From Andrew Frost…
The Blake Prize holds a special place in the annual exhibition calendar. Staged in November among the place-holding group shows and summer salons, this venerable but lively prize art attracts controversy and provokes debate, usually among those with little interest in art at other times of the year. As a prize for religious art it touches on issues of faith and belief and the firmly held convictions of audiences that believe that religious art is an expression of deeply held conservative values, or by contrast, just another genre of art making that can be as irreverent, or just as downright atheistic as your regular, secular contemporary art.
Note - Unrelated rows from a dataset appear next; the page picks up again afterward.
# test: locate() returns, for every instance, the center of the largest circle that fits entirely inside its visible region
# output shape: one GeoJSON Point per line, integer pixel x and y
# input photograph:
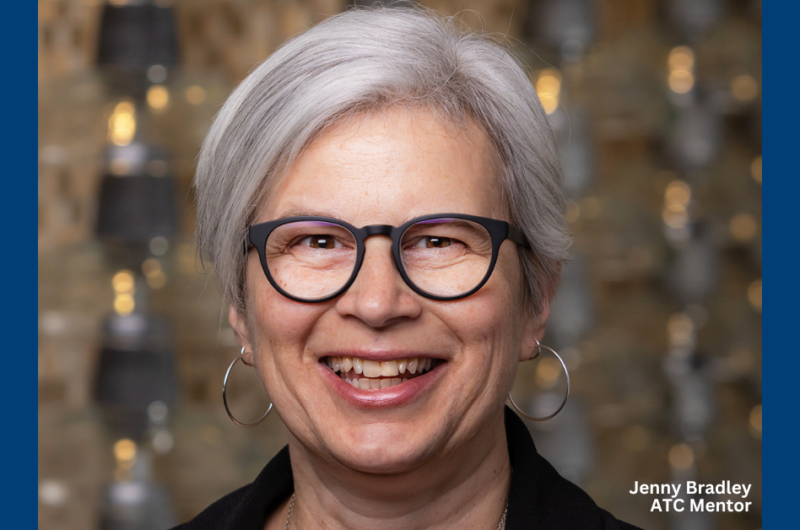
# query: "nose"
{"type": "Point", "coordinates": [379, 296]}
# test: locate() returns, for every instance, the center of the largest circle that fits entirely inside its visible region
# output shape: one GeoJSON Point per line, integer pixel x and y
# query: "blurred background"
{"type": "Point", "coordinates": [657, 108]}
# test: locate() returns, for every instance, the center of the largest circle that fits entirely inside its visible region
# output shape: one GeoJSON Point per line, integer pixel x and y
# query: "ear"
{"type": "Point", "coordinates": [239, 325]}
{"type": "Point", "coordinates": [535, 326]}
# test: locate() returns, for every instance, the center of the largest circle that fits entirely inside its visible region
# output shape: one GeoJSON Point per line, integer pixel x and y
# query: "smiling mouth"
{"type": "Point", "coordinates": [374, 375]}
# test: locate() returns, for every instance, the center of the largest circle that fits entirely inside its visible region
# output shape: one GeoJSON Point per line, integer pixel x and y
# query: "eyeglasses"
{"type": "Point", "coordinates": [440, 256]}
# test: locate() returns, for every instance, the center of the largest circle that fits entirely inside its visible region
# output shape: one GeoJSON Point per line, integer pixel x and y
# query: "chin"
{"type": "Point", "coordinates": [383, 448]}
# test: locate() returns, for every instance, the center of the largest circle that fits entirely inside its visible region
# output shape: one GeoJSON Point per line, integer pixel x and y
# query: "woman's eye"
{"type": "Point", "coordinates": [434, 242]}
{"type": "Point", "coordinates": [321, 241]}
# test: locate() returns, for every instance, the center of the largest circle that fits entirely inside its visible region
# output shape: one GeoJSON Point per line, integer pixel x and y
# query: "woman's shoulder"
{"type": "Point", "coordinates": [247, 507]}
{"type": "Point", "coordinates": [540, 497]}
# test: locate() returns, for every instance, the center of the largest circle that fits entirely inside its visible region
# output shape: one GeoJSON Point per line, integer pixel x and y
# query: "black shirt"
{"type": "Point", "coordinates": [539, 498]}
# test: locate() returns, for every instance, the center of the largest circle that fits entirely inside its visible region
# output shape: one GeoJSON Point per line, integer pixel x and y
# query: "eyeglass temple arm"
{"type": "Point", "coordinates": [516, 235]}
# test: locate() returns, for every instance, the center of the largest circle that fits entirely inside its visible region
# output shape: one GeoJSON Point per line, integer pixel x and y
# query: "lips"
{"type": "Point", "coordinates": [367, 374]}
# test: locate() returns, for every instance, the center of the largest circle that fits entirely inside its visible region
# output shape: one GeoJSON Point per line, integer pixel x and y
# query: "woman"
{"type": "Point", "coordinates": [398, 192]}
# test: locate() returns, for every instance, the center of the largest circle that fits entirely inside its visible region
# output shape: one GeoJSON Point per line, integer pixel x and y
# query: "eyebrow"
{"type": "Point", "coordinates": [297, 212]}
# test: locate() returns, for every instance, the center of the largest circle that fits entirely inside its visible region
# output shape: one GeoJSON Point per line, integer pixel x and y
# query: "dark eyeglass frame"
{"type": "Point", "coordinates": [498, 230]}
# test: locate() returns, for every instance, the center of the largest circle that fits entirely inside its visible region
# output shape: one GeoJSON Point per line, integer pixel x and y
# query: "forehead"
{"type": "Point", "coordinates": [388, 167]}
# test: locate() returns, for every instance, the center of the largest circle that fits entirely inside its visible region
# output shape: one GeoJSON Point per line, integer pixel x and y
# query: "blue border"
{"type": "Point", "coordinates": [20, 127]}
{"type": "Point", "coordinates": [781, 365]}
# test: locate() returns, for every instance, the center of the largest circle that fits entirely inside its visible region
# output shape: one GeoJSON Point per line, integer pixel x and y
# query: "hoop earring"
{"type": "Point", "coordinates": [225, 397]}
{"type": "Point", "coordinates": [539, 347]}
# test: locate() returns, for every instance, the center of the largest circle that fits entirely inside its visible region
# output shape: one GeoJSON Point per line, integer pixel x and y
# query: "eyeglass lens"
{"type": "Point", "coordinates": [444, 257]}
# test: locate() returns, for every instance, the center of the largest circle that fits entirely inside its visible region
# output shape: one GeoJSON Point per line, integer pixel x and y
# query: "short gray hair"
{"type": "Point", "coordinates": [367, 60]}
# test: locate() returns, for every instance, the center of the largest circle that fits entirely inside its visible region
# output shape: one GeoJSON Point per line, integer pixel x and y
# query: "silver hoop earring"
{"type": "Point", "coordinates": [225, 397]}
{"type": "Point", "coordinates": [539, 347]}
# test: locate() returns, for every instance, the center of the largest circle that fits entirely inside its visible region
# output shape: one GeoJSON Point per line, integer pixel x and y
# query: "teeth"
{"type": "Point", "coordinates": [374, 370]}
{"type": "Point", "coordinates": [389, 368]}
{"type": "Point", "coordinates": [371, 368]}
{"type": "Point", "coordinates": [412, 365]}
{"type": "Point", "coordinates": [402, 364]}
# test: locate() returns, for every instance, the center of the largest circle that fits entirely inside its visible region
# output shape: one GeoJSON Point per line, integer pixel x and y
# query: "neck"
{"type": "Point", "coordinates": [466, 488]}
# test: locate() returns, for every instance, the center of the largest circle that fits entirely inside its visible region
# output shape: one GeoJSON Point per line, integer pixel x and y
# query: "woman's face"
{"type": "Point", "coordinates": [386, 169]}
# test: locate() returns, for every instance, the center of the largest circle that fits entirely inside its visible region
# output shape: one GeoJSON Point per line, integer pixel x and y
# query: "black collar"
{"type": "Point", "coordinates": [540, 498]}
This year’s Blake Prize is held at the SH Ervin Gallery and has a trimmed down field of just 35 finalists. Compared to recent years this is a modest outing but the selection of finalists is strong: more traditionally ‘religious’ works tend to come from Indigenous artists, such as Cowboy Loy Pwerl’s Untitled or the folk forms of Cath Braid and Rolla Khadduri and Women of Chitral‘s Jumu’ah. Long known as a prize sympathetic to abstract art, this year’s finalists also include Tim Johnson’s Lakshma, Sally Blake’s Sol Niger and Louise Rippert’s Not Dark Yet. Among the photographs, sculptures and mixed media works, Jane Becker and Sue Saxon’s Hope stands out for its simplicity and directness – a string of fairy lights spelling out the title. As to how all this might be considered ‘religious’ is in the eye of the beholder.
November 9 to December 16
S.H. Ervin Gallery, The Rocks.
Pic: Jane Becker and Sue Saxon, Hope, 2012. Fairy lights, eggshells, glue, 170x170x70cms.